1431_PRIMA VITTORIA (In Harm's Way). Stati Uniti 1965; Regia di Otto Preminger.
Otto Preminger prosegue nel suo periodo di storie
ad ampio respiro con Prima vittoria,
un film di guerra che vede coinvolto un cast assolutamente d’eccezione. Sono
lontani, ormai, i tempi in cui il regista si concentrava su pochi personaggi;
come del resto già nei suoi precedenti lavori (per esempio Il cardinale di un paio d’anni prima) la scena è corale e
frammentata.
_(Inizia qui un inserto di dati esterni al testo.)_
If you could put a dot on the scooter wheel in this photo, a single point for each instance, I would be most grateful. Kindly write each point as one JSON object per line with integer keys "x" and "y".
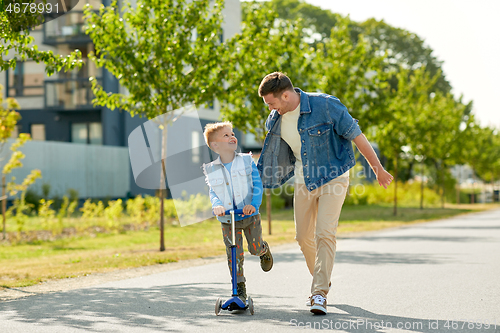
{"x": 250, "y": 305}
{"x": 218, "y": 306}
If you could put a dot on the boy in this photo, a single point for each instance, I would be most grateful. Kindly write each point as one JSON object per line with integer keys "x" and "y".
{"x": 235, "y": 183}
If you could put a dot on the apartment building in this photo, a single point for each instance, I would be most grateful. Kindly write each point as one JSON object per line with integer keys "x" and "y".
{"x": 58, "y": 109}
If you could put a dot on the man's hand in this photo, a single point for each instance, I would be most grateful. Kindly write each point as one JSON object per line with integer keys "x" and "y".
{"x": 384, "y": 178}
{"x": 248, "y": 210}
{"x": 219, "y": 211}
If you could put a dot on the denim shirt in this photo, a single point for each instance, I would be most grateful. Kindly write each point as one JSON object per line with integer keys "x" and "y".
{"x": 236, "y": 189}
{"x": 326, "y": 130}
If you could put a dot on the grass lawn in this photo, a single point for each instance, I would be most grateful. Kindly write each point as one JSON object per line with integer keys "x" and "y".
{"x": 31, "y": 263}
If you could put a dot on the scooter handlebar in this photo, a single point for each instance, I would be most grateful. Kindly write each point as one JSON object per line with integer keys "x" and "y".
{"x": 236, "y": 211}
{"x": 228, "y": 212}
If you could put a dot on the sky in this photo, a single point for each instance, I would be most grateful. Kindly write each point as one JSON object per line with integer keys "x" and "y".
{"x": 464, "y": 34}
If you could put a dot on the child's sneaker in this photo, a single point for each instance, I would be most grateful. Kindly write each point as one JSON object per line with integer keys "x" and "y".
{"x": 318, "y": 304}
{"x": 266, "y": 260}
{"x": 242, "y": 291}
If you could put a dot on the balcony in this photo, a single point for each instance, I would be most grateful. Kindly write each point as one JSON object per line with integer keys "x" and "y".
{"x": 67, "y": 29}
{"x": 72, "y": 94}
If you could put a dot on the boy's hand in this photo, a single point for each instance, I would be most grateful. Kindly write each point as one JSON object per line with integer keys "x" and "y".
{"x": 248, "y": 210}
{"x": 219, "y": 211}
{"x": 384, "y": 178}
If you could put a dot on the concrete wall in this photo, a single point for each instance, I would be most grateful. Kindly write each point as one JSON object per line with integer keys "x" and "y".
{"x": 94, "y": 171}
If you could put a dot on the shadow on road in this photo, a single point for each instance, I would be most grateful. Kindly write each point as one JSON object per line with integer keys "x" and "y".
{"x": 190, "y": 307}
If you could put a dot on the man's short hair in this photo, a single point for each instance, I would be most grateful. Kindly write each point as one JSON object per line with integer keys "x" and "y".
{"x": 275, "y": 83}
{"x": 212, "y": 129}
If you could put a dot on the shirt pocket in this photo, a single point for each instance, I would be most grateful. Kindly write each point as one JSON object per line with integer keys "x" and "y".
{"x": 214, "y": 182}
{"x": 246, "y": 171}
{"x": 320, "y": 135}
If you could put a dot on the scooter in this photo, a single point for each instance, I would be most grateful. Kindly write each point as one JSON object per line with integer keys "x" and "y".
{"x": 234, "y": 303}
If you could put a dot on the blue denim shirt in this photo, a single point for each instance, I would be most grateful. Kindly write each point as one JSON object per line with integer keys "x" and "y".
{"x": 326, "y": 130}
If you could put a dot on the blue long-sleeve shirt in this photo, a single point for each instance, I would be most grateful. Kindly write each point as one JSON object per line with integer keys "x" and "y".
{"x": 257, "y": 191}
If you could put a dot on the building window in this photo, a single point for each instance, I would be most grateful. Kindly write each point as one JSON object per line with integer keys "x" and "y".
{"x": 26, "y": 79}
{"x": 15, "y": 132}
{"x": 86, "y": 133}
{"x": 195, "y": 147}
{"x": 38, "y": 132}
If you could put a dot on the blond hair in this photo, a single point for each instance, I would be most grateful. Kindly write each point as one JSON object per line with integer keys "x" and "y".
{"x": 212, "y": 129}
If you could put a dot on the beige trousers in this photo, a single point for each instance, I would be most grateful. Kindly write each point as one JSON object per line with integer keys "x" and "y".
{"x": 316, "y": 220}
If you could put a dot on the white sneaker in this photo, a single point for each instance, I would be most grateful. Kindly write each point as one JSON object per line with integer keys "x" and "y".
{"x": 318, "y": 304}
{"x": 308, "y": 302}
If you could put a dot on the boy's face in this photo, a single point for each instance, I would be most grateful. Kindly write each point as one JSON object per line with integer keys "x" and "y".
{"x": 224, "y": 140}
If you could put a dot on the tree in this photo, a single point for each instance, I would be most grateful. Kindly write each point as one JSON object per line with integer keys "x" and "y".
{"x": 266, "y": 44}
{"x": 352, "y": 73}
{"x": 166, "y": 54}
{"x": 8, "y": 120}
{"x": 317, "y": 22}
{"x": 396, "y": 133}
{"x": 404, "y": 49}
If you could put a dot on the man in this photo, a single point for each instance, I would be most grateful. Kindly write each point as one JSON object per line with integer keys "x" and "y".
{"x": 309, "y": 137}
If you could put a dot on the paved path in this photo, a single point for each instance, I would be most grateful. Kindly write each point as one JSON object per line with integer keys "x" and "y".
{"x": 442, "y": 276}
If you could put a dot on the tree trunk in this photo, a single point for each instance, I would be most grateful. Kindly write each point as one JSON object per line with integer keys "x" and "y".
{"x": 422, "y": 185}
{"x": 163, "y": 186}
{"x": 396, "y": 186}
{"x": 4, "y": 208}
{"x": 268, "y": 208}
{"x": 443, "y": 185}
{"x": 472, "y": 196}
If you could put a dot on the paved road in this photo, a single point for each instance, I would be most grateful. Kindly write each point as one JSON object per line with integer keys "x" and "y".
{"x": 434, "y": 277}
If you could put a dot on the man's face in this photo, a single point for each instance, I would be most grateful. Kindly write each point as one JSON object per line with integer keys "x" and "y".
{"x": 280, "y": 103}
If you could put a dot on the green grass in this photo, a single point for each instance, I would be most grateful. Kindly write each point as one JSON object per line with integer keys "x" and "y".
{"x": 30, "y": 263}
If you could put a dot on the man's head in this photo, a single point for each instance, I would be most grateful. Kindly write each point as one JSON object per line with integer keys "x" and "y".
{"x": 276, "y": 89}
{"x": 220, "y": 136}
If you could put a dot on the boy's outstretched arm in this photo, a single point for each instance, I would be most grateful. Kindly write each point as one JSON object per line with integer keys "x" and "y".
{"x": 384, "y": 178}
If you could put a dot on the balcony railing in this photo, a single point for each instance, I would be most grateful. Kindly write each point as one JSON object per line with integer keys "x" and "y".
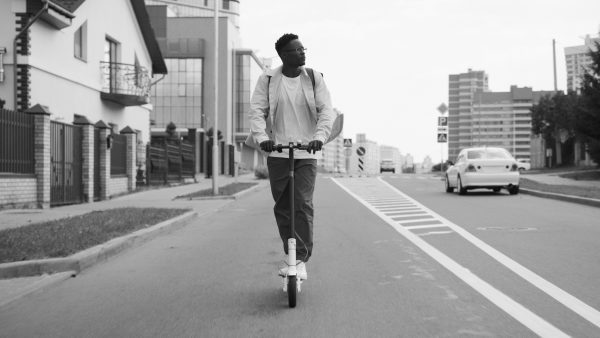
{"x": 125, "y": 84}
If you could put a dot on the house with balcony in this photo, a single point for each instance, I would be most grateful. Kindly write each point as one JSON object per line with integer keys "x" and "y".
{"x": 84, "y": 64}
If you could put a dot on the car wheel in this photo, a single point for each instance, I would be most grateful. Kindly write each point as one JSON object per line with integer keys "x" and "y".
{"x": 448, "y": 187}
{"x": 461, "y": 190}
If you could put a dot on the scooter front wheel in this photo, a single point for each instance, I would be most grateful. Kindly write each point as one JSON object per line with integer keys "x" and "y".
{"x": 292, "y": 290}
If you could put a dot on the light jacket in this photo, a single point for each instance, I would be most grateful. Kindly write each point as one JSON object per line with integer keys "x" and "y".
{"x": 262, "y": 121}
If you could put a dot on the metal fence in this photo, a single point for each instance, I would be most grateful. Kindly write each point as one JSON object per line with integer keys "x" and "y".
{"x": 118, "y": 155}
{"x": 169, "y": 161}
{"x": 16, "y": 142}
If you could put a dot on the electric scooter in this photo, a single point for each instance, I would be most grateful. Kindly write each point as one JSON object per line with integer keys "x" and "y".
{"x": 291, "y": 282}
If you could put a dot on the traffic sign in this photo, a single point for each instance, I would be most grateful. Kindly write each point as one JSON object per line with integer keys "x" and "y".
{"x": 360, "y": 151}
{"x": 442, "y": 121}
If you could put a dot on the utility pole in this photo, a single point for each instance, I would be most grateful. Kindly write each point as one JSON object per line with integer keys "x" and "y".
{"x": 215, "y": 150}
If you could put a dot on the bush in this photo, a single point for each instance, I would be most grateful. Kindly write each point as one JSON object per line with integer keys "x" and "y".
{"x": 261, "y": 172}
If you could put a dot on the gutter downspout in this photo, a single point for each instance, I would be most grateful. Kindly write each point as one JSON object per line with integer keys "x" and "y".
{"x": 29, "y": 24}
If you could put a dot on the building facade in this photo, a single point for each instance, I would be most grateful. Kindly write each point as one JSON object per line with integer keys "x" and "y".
{"x": 577, "y": 59}
{"x": 83, "y": 69}
{"x": 77, "y": 62}
{"x": 461, "y": 88}
{"x": 392, "y": 153}
{"x": 185, "y": 97}
{"x": 503, "y": 119}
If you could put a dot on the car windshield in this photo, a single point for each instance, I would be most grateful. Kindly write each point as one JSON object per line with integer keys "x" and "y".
{"x": 487, "y": 154}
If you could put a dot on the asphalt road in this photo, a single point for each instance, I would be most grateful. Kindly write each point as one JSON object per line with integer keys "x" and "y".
{"x": 413, "y": 262}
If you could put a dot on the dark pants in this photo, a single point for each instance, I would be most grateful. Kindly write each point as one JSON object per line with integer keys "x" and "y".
{"x": 305, "y": 173}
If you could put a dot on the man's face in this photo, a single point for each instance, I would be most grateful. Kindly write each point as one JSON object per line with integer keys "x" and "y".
{"x": 293, "y": 54}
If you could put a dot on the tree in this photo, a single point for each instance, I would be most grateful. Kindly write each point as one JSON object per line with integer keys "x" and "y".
{"x": 588, "y": 113}
{"x": 554, "y": 117}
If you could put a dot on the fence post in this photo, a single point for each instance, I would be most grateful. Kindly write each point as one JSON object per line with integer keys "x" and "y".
{"x": 42, "y": 153}
{"x": 87, "y": 149}
{"x": 104, "y": 164}
{"x": 131, "y": 157}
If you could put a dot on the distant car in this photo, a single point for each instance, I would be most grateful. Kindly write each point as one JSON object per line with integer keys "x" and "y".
{"x": 483, "y": 168}
{"x": 387, "y": 165}
{"x": 523, "y": 164}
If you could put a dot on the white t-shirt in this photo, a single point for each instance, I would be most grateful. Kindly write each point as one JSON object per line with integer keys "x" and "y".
{"x": 293, "y": 118}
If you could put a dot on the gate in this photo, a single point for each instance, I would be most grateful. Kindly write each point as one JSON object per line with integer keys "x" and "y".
{"x": 66, "y": 164}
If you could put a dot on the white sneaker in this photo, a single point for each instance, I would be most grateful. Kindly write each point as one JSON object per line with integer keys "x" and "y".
{"x": 300, "y": 270}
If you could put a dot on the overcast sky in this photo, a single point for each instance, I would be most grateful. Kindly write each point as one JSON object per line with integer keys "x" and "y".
{"x": 387, "y": 62}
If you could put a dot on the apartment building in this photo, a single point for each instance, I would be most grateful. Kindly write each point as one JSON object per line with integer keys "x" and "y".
{"x": 461, "y": 88}
{"x": 503, "y": 119}
{"x": 577, "y": 59}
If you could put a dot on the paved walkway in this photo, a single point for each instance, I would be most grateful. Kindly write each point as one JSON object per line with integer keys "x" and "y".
{"x": 164, "y": 197}
{"x": 555, "y": 179}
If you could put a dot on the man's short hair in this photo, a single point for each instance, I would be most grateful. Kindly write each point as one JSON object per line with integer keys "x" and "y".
{"x": 284, "y": 40}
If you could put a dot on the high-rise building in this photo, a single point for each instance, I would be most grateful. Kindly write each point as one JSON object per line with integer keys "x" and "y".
{"x": 577, "y": 59}
{"x": 503, "y": 119}
{"x": 460, "y": 99}
{"x": 185, "y": 34}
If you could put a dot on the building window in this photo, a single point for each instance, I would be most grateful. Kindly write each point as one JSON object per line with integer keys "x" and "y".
{"x": 110, "y": 56}
{"x": 178, "y": 97}
{"x": 80, "y": 42}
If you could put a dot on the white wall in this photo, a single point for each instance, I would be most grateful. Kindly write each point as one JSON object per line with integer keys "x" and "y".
{"x": 70, "y": 86}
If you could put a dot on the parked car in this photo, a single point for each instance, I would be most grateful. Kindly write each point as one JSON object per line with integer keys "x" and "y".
{"x": 387, "y": 165}
{"x": 483, "y": 168}
{"x": 524, "y": 164}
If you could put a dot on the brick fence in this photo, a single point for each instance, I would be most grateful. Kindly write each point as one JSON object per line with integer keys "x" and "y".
{"x": 32, "y": 190}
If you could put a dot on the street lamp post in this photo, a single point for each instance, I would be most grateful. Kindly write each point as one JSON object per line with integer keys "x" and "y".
{"x": 215, "y": 150}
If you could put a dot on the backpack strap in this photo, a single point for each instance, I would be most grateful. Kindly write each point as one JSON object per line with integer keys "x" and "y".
{"x": 311, "y": 74}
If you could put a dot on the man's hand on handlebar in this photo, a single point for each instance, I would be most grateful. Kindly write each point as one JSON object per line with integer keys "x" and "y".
{"x": 314, "y": 146}
{"x": 267, "y": 146}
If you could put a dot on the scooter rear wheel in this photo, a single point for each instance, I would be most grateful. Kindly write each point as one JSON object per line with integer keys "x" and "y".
{"x": 292, "y": 291}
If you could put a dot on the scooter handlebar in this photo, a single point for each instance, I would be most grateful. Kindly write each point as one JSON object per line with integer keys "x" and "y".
{"x": 299, "y": 146}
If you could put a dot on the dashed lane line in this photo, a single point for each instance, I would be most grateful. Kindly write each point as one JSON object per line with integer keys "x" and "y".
{"x": 363, "y": 189}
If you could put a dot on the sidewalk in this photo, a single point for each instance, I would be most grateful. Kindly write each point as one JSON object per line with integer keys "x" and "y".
{"x": 163, "y": 197}
{"x": 553, "y": 178}
{"x": 14, "y": 288}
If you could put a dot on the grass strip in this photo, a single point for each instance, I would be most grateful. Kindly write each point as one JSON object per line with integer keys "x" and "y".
{"x": 226, "y": 190}
{"x": 66, "y": 236}
{"x": 580, "y": 191}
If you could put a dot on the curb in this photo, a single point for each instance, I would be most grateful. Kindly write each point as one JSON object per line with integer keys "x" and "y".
{"x": 568, "y": 198}
{"x": 44, "y": 282}
{"x": 89, "y": 257}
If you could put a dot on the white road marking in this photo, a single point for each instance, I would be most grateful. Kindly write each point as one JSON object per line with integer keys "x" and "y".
{"x": 417, "y": 227}
{"x": 574, "y": 304}
{"x": 514, "y": 309}
{"x": 435, "y": 233}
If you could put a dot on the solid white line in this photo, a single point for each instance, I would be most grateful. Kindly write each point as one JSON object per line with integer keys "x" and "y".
{"x": 571, "y": 302}
{"x": 417, "y": 227}
{"x": 514, "y": 309}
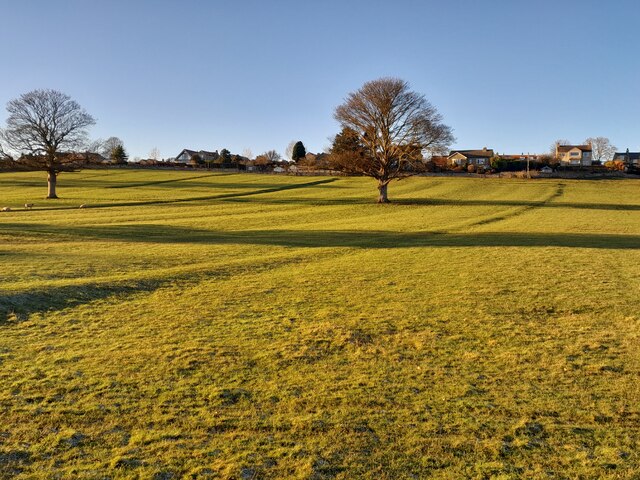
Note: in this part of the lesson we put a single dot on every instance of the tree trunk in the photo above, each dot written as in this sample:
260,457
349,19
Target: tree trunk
52,177
382,188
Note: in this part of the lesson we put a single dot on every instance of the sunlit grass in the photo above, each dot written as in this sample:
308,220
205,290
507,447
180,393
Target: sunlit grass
189,324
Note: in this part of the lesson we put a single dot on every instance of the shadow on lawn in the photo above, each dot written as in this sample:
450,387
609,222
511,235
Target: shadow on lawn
150,233
21,305
220,196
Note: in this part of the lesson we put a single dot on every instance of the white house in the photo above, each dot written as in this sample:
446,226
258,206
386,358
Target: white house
574,154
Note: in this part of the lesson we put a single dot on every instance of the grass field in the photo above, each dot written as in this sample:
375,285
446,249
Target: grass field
197,325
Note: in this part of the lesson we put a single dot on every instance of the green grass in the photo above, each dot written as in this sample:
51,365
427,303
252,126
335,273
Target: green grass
195,325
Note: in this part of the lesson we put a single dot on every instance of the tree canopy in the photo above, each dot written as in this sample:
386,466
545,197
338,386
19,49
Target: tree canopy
393,127
298,151
47,127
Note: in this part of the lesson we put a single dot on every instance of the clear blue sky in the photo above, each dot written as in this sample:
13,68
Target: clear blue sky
513,75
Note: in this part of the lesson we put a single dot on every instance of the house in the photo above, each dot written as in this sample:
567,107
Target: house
628,158
186,155
574,154
470,157
523,157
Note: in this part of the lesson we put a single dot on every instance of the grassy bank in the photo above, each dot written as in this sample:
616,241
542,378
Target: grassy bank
187,324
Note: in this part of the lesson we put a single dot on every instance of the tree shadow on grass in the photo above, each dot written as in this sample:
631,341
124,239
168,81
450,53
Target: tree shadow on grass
153,233
220,196
20,305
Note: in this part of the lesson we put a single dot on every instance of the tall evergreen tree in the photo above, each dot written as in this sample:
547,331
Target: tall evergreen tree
298,151
118,155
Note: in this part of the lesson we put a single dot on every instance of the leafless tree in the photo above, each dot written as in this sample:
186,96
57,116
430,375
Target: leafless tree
395,126
601,149
154,154
272,156
46,126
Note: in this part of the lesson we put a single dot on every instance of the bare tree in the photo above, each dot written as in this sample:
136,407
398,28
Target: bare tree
395,126
601,149
154,154
272,156
46,126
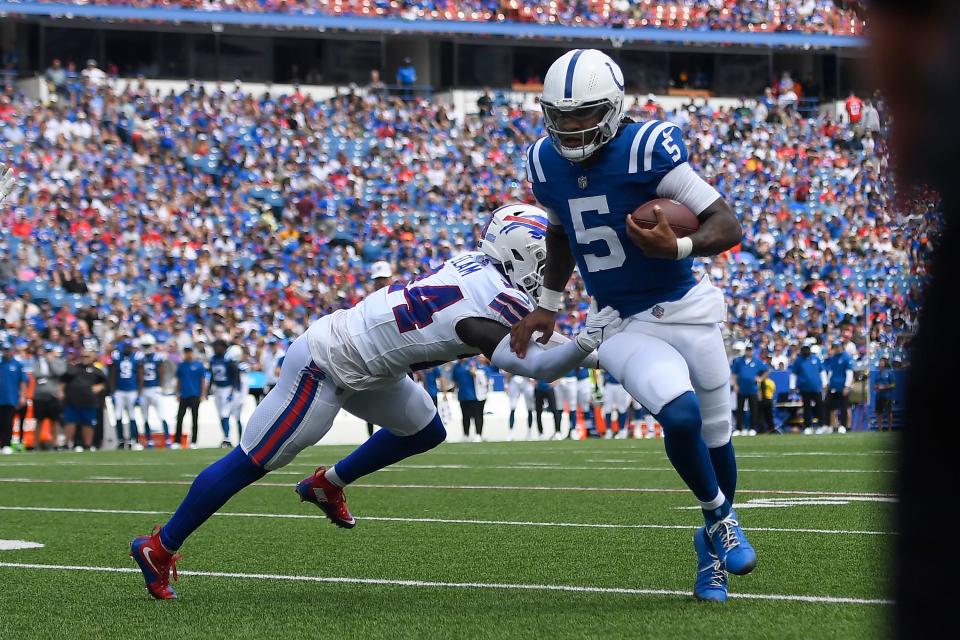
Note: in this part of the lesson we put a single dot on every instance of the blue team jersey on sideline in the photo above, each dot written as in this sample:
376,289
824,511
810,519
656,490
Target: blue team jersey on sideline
746,373
126,371
150,364
190,374
592,203
220,374
837,367
808,372
430,381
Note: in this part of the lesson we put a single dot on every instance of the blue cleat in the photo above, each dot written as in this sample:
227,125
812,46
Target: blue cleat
711,582
731,545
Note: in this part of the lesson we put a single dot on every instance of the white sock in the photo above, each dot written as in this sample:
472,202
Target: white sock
331,475
714,504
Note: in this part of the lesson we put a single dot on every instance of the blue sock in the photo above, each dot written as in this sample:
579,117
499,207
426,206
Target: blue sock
212,488
384,448
688,453
725,466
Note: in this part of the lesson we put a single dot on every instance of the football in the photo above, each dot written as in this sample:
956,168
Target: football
681,219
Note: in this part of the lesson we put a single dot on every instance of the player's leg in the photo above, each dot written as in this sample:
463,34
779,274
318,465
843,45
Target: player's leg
298,413
528,401
513,396
411,425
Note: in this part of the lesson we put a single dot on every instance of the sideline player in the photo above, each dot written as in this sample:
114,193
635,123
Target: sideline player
517,387
591,172
124,379
151,387
358,359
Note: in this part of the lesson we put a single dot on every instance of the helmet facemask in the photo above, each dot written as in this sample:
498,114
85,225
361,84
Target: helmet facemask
586,140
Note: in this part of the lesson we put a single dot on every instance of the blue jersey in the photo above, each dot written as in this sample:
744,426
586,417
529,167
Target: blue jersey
150,364
592,200
883,378
837,367
746,372
222,372
808,372
125,368
190,375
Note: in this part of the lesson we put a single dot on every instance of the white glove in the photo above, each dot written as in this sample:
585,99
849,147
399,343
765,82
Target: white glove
7,180
601,325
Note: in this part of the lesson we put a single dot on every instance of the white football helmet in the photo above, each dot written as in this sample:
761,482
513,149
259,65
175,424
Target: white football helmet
515,238
583,85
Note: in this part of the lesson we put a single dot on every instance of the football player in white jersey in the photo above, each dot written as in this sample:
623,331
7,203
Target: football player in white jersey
358,359
591,172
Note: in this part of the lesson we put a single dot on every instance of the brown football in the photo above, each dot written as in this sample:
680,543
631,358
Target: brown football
681,219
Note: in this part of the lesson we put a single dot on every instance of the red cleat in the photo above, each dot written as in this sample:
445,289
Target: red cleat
328,496
156,563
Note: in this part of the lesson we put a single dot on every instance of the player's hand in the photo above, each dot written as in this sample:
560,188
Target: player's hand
659,242
600,326
7,180
539,320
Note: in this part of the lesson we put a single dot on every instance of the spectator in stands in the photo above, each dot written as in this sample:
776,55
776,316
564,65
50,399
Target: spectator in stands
13,394
85,383
745,371
56,76
48,391
464,375
376,87
808,377
406,77
853,105
884,382
191,387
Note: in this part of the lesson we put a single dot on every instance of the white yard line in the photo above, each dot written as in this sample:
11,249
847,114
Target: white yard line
469,487
428,584
513,523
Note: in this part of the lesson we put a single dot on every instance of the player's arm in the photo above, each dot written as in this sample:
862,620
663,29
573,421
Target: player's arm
559,267
491,338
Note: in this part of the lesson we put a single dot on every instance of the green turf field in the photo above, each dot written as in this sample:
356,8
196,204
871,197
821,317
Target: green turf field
498,540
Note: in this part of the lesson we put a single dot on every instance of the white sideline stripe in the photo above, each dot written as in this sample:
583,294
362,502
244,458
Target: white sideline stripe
513,523
458,585
478,487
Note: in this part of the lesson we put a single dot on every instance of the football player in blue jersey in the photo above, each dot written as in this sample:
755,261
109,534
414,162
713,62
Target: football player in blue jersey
125,382
592,170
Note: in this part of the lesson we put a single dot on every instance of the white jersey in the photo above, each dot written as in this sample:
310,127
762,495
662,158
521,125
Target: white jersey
405,327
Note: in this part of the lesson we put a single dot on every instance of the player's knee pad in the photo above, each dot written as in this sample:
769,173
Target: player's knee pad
430,436
715,413
681,416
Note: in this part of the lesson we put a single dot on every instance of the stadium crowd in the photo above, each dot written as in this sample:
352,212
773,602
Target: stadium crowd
811,16
201,216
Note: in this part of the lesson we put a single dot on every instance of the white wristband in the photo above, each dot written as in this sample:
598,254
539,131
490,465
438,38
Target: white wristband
550,300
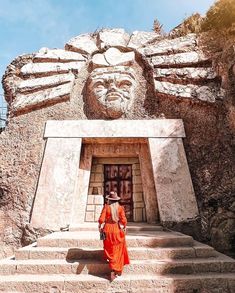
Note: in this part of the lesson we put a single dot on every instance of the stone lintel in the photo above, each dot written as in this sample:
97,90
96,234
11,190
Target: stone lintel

In Prima vittoria
troviamo al lavoro: John Wayne (capitano Rockwell Torrey), Kirk Douglas
(maggiore Eddington), Henry Fonda (comandante in capo), Dana Andrews
(ammiraglio Broderick), George Kennedy (colonnello Gregory), Patricia Neal
(Maggie), Brandon De Wilde (Jeremiah Torrey), Jill Haworth (Annalee), per
restare ai volti più noti, anche se occorre segnalare anche il folgorante, per
quanto breve, esordio sul grande schermo di Barbara Bouchet, in una delle
sequenze più efficaci dell’intero film. Le vicende narrate ripercorrono
l’ingresso degli Stati Uniti nella Seconda
Guerra Mondiale, dall’attacco a tradimento giapponese a Pearl Harbour alla
prima vittoria (da cui il titolo italiano) degli americani nella lotta contro i
nipponici. Le immagini in uno splendente bianco nero in formato panoramico, la
durata notevole (165 minuti), il carisma plastico degli attori (dal Duca in giù), le maestose scene di
battaglia navale: è certamente un’opera imponente. Eppure l’impronta teatrale
della formazione di Preminger emerge nella frammentazione (forse anche
eccessiva) della storia, che procede per capitoli separati, un po’ come a teatro
quando cambia la scenografia per cambiare scena e spostare il racconto in un
altro luogo. Si tratta quindi di un gigantesco affresco, che illustra un
momento cruciale della storia americana, quando cioè gli statunitensi persero
l’illusione di non poter essere attaccati sul proprio suolo nazionale. La
salvezza della patria è quindi affidata ancora al vecchio Wayne (58 anni a quel tempo), che riesce anche a ritagliarsi
una storia d’amore con Maggie; la donna, dimostrando più dei suoi 39 anni,
sembra adeguata ad un eroe che, seppur appellato con il soprannome Rock (roccia), appare un po’ provato (e in
effetti si romperà un braccio, a parziale smentita del soprannome). Ma sono proprio
loro, quelli che se la caveranno meglio: Eddington, personaggio controverso che
Kirk Douglas riesce a tratteggiare da par suo, combina una serie di guai,
ultimo dei quali addirittura uno stupro e, per riscattarsi almeno in parte,
deve sacrificarsi per il bene comune; Annalee, è una ragazza a cui piace fare
un po’ la civetta, e finisce addirittura suicida dopo lo stupro di cui si
diceva; Jeremiah, che è figlio di Rock, ma con cui niente a che spartire, ha il
tempo di ravvedersi e di morire almeno in modo dignitoso. In fondo è un film di
guerra, ed è normale che ci siano tante morti: forse Preminger vuole
sottolineare come ad essere sacrificata sia la gioventù, e quindi sia
l’innocenza che il futuro, della nazione. Ma l’impianto generale, troppo
disperso nelle tante tracce, fatica a definirsi, e tutta quanta l’opera appare
quindi frammentata come una gigantesca figura di Saul Bass, abituale
realizzatore degli stilizzati e originali titoli di testa di Preminger.